Mannheim. Quantentechnologie? Klingt wirklich nicht gerade sexy. Und Hand aufs Herz: Wer weiß schon genau, was das überhaupt ist? „Die Quantentechnologie nutzt die Bausteine der Natur. Sie ist Physik, Informatik und eine neue Form von Technologie in einem“, heißt es auf der Homepage der Swinburne University of Technology in Melbourne (Australien). Und was bringt das konkret? Neben einer deutlich gesteigerten Rechenleistung durch Quantencomputer versprechen die neuen Technologien nach Einschätzung des ZEW Mannheim hochsichere Kommunikation, wichtige Fortschritte in der autonomen Navigation und Durchbrüche in der medizinischen Diagnostik. „Quantentechnologien gelten daher als Schlüsseltechnologien der Zukunft“, sagt Irene Bertschek, die in Mannheim den Bereich Digitale Ökonomie leitet.

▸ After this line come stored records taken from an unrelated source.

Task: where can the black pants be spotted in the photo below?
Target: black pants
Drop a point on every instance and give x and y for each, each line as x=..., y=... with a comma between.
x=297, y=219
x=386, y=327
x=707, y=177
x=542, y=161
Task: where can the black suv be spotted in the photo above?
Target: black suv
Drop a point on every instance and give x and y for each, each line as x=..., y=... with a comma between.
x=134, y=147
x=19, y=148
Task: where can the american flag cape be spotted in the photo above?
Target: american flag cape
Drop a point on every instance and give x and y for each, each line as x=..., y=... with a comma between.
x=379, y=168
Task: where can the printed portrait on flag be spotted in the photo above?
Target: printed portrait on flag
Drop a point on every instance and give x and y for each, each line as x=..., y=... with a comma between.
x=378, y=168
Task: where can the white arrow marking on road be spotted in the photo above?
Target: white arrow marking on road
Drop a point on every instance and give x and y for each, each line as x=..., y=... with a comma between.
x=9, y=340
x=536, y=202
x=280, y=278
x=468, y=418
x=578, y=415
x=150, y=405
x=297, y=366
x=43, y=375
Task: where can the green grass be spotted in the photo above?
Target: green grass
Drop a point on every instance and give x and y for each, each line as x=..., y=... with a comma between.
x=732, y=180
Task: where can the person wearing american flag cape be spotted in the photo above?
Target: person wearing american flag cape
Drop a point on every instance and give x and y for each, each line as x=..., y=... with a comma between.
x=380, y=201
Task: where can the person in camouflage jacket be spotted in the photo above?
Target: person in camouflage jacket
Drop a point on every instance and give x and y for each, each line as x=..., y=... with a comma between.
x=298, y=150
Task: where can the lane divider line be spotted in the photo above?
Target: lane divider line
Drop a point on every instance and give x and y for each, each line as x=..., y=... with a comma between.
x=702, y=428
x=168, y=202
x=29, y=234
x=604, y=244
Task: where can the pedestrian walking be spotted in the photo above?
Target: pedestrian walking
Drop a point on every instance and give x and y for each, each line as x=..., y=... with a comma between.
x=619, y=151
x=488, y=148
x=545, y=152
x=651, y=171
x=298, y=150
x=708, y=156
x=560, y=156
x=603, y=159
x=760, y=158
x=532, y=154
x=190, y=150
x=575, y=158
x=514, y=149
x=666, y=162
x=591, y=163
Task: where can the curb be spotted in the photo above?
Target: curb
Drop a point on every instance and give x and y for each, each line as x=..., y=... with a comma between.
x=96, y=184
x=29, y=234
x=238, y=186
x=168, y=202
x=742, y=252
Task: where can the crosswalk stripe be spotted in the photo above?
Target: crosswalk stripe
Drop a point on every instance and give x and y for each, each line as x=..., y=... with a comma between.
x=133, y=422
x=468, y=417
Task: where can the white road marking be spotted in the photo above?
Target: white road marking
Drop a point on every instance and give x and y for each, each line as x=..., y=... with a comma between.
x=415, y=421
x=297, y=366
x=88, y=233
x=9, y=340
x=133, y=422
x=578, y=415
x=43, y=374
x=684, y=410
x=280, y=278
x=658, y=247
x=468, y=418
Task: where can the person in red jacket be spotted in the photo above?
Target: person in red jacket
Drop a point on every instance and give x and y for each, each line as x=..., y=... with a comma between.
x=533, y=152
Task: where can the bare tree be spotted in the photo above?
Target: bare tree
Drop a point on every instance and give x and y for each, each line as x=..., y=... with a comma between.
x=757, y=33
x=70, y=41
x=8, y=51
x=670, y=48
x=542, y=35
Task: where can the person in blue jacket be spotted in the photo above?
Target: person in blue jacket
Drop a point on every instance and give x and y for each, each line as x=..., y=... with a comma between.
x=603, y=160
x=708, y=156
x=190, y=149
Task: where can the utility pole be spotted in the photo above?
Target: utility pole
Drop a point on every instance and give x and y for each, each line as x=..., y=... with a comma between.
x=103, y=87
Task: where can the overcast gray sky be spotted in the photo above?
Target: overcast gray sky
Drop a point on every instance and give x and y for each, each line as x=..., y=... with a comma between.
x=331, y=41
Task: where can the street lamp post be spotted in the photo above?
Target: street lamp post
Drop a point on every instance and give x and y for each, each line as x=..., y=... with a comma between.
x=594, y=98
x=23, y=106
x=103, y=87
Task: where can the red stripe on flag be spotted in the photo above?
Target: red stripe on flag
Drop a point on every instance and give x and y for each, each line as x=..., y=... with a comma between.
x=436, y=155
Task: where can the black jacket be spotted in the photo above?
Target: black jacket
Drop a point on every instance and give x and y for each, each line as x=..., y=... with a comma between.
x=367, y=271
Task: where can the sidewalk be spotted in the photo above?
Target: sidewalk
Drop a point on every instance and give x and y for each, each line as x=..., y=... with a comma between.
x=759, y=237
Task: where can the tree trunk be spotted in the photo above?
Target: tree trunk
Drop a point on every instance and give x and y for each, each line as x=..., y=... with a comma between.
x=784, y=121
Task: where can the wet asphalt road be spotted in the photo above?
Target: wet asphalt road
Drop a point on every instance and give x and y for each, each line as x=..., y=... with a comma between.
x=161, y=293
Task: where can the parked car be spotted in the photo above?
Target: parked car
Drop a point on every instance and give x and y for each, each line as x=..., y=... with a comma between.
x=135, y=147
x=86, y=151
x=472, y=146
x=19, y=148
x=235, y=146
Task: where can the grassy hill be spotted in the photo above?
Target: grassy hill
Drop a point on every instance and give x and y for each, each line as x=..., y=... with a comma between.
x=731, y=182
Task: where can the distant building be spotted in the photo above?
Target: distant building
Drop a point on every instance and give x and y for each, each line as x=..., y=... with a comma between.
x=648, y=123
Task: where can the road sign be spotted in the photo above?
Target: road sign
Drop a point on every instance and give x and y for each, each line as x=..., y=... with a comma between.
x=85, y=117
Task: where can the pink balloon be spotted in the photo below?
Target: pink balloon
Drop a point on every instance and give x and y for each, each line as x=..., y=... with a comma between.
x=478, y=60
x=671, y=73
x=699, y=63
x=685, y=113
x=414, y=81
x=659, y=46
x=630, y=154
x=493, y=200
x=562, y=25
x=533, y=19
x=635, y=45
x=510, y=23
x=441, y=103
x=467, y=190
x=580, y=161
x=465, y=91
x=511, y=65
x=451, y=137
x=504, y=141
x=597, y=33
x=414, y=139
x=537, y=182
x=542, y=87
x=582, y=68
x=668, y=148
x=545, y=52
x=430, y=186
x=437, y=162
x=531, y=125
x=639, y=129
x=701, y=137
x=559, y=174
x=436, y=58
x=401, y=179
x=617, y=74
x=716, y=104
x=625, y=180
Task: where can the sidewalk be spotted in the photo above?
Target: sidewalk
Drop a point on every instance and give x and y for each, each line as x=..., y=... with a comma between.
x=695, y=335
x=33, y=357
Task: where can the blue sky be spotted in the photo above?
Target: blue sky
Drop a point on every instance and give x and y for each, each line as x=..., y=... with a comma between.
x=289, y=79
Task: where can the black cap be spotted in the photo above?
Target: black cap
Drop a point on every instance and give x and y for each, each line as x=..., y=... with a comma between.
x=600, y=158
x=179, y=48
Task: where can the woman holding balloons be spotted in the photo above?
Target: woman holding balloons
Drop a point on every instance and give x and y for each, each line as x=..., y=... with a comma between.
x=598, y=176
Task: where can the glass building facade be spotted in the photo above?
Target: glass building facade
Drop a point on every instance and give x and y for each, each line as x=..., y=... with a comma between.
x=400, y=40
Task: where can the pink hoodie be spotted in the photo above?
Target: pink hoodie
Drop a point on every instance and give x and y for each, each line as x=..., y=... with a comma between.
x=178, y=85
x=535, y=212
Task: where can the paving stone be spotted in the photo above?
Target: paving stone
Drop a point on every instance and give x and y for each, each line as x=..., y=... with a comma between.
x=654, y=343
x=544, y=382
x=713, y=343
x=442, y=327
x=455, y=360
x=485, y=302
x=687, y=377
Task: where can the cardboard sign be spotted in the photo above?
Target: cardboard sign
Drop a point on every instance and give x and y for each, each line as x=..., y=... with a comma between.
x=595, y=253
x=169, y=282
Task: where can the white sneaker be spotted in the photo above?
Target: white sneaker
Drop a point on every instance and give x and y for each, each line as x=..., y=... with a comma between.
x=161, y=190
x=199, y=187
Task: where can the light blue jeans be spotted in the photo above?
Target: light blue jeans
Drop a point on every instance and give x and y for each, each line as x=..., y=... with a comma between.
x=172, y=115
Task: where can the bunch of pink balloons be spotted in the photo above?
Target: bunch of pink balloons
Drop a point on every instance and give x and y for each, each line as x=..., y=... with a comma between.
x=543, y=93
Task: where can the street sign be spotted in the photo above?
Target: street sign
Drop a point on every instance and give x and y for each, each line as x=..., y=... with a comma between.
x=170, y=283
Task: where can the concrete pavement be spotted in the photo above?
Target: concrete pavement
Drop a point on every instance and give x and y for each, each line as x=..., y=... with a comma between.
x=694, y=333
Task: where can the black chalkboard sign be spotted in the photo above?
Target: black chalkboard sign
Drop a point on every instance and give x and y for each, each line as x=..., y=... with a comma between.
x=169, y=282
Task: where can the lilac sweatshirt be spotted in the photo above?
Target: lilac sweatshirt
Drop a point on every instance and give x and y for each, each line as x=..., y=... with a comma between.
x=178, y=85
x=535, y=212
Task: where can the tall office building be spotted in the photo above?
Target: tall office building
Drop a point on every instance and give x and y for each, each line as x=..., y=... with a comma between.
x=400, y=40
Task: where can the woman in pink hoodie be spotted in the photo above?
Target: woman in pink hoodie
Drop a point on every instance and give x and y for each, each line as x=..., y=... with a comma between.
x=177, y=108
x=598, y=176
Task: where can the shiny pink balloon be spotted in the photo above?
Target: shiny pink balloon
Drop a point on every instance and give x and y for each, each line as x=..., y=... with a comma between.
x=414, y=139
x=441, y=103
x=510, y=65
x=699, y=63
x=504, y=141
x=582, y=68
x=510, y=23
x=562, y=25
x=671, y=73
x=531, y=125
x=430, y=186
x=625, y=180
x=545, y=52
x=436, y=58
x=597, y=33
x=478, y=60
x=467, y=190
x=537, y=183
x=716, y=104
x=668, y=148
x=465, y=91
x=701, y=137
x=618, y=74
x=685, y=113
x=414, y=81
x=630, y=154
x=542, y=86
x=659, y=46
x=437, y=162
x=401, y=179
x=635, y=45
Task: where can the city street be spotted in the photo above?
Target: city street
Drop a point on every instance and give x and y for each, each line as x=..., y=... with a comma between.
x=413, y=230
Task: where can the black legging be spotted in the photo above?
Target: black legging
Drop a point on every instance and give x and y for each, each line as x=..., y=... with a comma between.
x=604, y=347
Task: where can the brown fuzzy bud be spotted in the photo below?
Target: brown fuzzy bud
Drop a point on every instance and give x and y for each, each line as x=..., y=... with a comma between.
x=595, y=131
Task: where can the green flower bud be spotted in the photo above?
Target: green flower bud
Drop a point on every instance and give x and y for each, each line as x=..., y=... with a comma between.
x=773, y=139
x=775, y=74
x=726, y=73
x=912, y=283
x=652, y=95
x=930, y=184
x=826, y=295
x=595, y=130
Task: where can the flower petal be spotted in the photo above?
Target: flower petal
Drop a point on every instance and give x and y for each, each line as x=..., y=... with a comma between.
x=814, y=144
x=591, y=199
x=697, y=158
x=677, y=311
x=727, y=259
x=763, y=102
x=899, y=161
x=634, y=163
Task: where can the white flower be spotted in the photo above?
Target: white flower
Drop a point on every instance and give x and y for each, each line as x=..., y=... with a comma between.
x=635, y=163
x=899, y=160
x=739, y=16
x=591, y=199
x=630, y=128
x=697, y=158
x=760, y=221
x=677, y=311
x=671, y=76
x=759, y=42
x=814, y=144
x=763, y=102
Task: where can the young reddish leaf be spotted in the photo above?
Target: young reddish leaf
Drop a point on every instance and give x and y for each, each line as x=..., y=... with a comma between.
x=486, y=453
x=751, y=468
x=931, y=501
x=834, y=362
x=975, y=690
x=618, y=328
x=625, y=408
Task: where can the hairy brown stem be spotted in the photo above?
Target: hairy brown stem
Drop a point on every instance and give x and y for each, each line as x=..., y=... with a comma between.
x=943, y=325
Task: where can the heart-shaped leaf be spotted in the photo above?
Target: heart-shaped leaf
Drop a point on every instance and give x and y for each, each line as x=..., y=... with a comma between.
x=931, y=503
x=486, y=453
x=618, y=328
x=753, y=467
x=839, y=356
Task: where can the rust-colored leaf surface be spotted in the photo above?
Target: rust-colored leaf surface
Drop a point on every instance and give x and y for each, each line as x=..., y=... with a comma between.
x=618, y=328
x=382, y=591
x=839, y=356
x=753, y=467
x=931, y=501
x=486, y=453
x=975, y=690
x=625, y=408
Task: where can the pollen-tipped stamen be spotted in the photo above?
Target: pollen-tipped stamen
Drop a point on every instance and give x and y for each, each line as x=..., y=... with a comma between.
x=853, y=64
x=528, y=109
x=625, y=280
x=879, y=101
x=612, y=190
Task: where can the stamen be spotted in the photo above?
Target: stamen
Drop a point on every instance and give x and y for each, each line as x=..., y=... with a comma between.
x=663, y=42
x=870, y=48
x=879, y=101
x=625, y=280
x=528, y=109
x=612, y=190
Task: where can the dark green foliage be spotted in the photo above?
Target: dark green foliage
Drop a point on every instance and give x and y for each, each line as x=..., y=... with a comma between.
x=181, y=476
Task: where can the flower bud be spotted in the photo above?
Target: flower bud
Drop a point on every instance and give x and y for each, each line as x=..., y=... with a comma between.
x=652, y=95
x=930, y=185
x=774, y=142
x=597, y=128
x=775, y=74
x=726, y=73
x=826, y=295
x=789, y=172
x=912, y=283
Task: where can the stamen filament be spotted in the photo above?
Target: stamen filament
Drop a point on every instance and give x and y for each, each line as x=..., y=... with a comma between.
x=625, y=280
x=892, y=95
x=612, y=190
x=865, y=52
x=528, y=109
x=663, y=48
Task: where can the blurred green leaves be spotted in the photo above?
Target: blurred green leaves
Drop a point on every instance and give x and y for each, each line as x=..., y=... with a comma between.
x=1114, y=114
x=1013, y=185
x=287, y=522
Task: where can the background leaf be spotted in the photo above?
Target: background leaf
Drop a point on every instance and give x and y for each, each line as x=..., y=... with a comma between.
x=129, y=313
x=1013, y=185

„Deutschland hat eine hervorragende Ausgangsposition“
Dass sich Bertschek mit der Quantentechnologie auskennt, ist kein Zufall. Sie ist stellvertretende Vorsitzende der Expertenkommission Forschung und Innovation - kurz EFI. In der Kommission sitzen sechs Expertinnen und Experten, die die Regierung in allen Fragen beraten. Das aktuelle Jahresgutachten hat die EFI in dieser Woche an Bundeskanzler Olaf Scholz (SPD) übergeben. Ein zentrales Thema in dem Gutachten ist das Potenzial neuer Quantentechnologien. „Das Jahr 2025 wurde von den Vereinten Nationen zum Jahr der Quantenwissenschaft und Quantentechnologien erklärt. Das ist ein wichtiges Zeichen und hat gute Gründe“, so Bertschek.
Um zukunftsweisende Quantenprojekte erfolgreich voranzutreiben, braucht es allerdings politischen Rückhalt und Planungssicherheit. „Viele Anwendungen der Quantentechnologien, wie universell einsetzbare Quantencomputer, sind aktuell noch weit von der Marktreife entfernt“, sagt die Forscherin. Dies eröffnet Deutschland nach ihrer Ansicht die Chance, die weiteren Entwicklungen mitzugestalten und Quantentechnologien maßgeblich voranzutreiben. „Denn dank exzellenter Grundlagenforschung und einer starken Tradition in der Quantenphysik hat Deutschland hierfür eine hervorragende Ausgangsposition“, sagt Bertschek.
Wenige Betriebe beschäftigen sich mit Quantentechnologie
Aber auch sie weiß natürlich, dass exzellente Forschung allein eben nicht ausreicht, um langfristig eine Spitzenposition im globalen Wettbewerb zu sichern. Der Jenaer Ökonom Uwe Cantner - er ist EFI-Vorsitzender - warnt: „Deutschland hat zu oft schon bahnbrechende Ideen entwickelt, die später anderswo zur Marktreife gebracht wurden.“ Wer erinnert sich denn noch daran, dass das MP3-Format, das die Art und Weise, wie wir Musik hören, revolutioniert hat, 1995 am Fraunhofer-Institut in Erlangen erfunden wurde? Das Institut strich zwar hohe Lizenzerträge ein - aber das große Geld verdienten Apple & Co.
Dass sich viele der neuen Quantentechnologien noch in einer frühen Entwicklungsphase befinden, bestätigen auch die Ergebnisse einer repräsentativen ZEW-Umfrage von etwa 1.200 Unternehmen im Auftrag der EFI. Nur etwa vier beziehungsweise drei Prozent der Betriebe in der Informationswirtschaft und im verarbeitenden Gewerbe beschäftigen sich intensiv oder arbeiten mit Quantentechnologien. Ähnlich gering ist der Anteil der Unternehmen, die in den nächsten fünf Jahren in diesen Bereich investieren wollen.